La Corte riconosce che gli Stati membri godono di un margine di discrezionalità nell'organizzazione delle loro amministrazioni e nella disciplina delle condizioni di accesso al pubblico impiego. Tuttavia, l'applicazione dei criteri stabiliti dagli Stati membri deve essere effettuata in modo trasparente e deve poter essere controllata, al fine di impedire qualsiasi trattamento sfavorevole dei lavoratori a tempo determinato, sulla sola base della durata dei contratti di lavoro che giustificano la loro anzianità e la loro esperienza professionale. Pertanto, talune differenze relative all'assunzione dei lavoratori impiegati a tempo determinato nell'ambito di procedure di «stabilizzazione» rispetto ai dipendenti di ruolo assunti al termine di un concorso pubblico, nonché attinenti alle qualifiche richieste e alla natura delle mansioni di cui essi devono assumersi la responsabilità, potrebbero in linea di principio giustificare una differenza di trattamento quanto alle loro condizioni di lavoro. Potrebbe dunque essere giustificato un trattamento differenziato che tenga conto delle esigenze oggettive attinenti all'impiego che la procedura di assunzione mira a ricoprire e che sono estranee alla durata determinata del rapporto di lavoro.
L'obiettivo, fatto valere dal governo italiano, di evitare discriminazioni alla rovescia nei confronti dei dipendenti di ruolo assunti mediante concorso pubblico potrebbe costituire una «ragione oggettiva».
Per contro, la Corte giudica che la normativa italiana è sproporzionata nella misura in cui esclude totalmente la presa in considerazione di tutti i periodi di servizio compiuti nell'ambito di contratti a tempo determinato al fine di determinare l'anzianità al momento dell'assunzione a tempo indeterminato e, dunque, la retribuzione. Infatti, una simile esclusione totale e assoluta si fonda sull'idea erronea che la durata indeterminata del rapporto di lavoro di taluni agenti pubblici giustifichi di per sé una differenza di trattamento rispetto agli agenti pubblici assunti a tempo determinato, svuotando così della loro sostanza gli obiettivi della direttiva e dell'accordo quadro.
Spetta al giudice del rinvio verificare se sussistano «ragioni oggettive» che giustificano tale differenza di trattamento.

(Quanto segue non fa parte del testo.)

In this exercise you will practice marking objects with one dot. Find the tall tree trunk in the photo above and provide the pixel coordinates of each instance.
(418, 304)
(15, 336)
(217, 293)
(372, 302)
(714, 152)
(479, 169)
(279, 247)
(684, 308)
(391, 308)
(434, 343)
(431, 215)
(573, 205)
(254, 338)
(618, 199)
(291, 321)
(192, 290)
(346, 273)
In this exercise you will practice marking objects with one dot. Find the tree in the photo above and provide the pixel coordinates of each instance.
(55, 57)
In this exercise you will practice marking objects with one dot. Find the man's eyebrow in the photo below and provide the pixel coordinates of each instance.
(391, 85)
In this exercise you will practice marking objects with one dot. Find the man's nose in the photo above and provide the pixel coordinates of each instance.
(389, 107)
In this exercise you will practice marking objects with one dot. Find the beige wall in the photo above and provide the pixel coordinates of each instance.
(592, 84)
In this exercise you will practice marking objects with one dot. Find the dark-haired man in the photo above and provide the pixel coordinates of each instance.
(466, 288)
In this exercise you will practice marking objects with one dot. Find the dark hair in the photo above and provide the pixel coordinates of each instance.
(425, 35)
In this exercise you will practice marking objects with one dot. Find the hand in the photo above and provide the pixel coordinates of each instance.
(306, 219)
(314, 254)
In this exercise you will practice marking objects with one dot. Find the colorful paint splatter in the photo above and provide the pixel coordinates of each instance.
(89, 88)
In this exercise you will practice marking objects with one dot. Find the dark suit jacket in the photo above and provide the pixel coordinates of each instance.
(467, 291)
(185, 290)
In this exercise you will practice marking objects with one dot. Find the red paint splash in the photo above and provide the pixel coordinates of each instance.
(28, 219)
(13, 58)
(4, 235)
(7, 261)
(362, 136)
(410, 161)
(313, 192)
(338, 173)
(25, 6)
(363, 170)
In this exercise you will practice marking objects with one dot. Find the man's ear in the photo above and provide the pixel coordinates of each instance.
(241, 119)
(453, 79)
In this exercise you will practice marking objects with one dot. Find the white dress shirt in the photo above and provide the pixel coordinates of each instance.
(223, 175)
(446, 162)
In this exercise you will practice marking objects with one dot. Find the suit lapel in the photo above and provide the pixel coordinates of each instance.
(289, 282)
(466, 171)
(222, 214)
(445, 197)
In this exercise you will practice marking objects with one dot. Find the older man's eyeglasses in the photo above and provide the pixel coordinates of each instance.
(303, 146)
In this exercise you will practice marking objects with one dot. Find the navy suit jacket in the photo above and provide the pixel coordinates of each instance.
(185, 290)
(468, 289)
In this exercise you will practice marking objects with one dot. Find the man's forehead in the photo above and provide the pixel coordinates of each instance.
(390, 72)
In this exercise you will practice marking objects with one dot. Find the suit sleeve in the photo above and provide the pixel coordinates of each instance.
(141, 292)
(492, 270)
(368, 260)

IMPORTANTE: Il rinvio pregiudiziale consente ai giudici degli Stati membri, nell'ambito di una controversia della quale sono investiti, di interpellare la Corte in merito all’interpretazione del diritto dell’Unione o alla validità di un atto dell’Unione. La Corte non risolve la controversia nazionale. Spetta al giudice nazionalerisolvere la causa conformemente alla decisione della Corte. Tale decisione vincola egualmente gli altri giudici nazionali ai quali venga sottoposto un problema simile.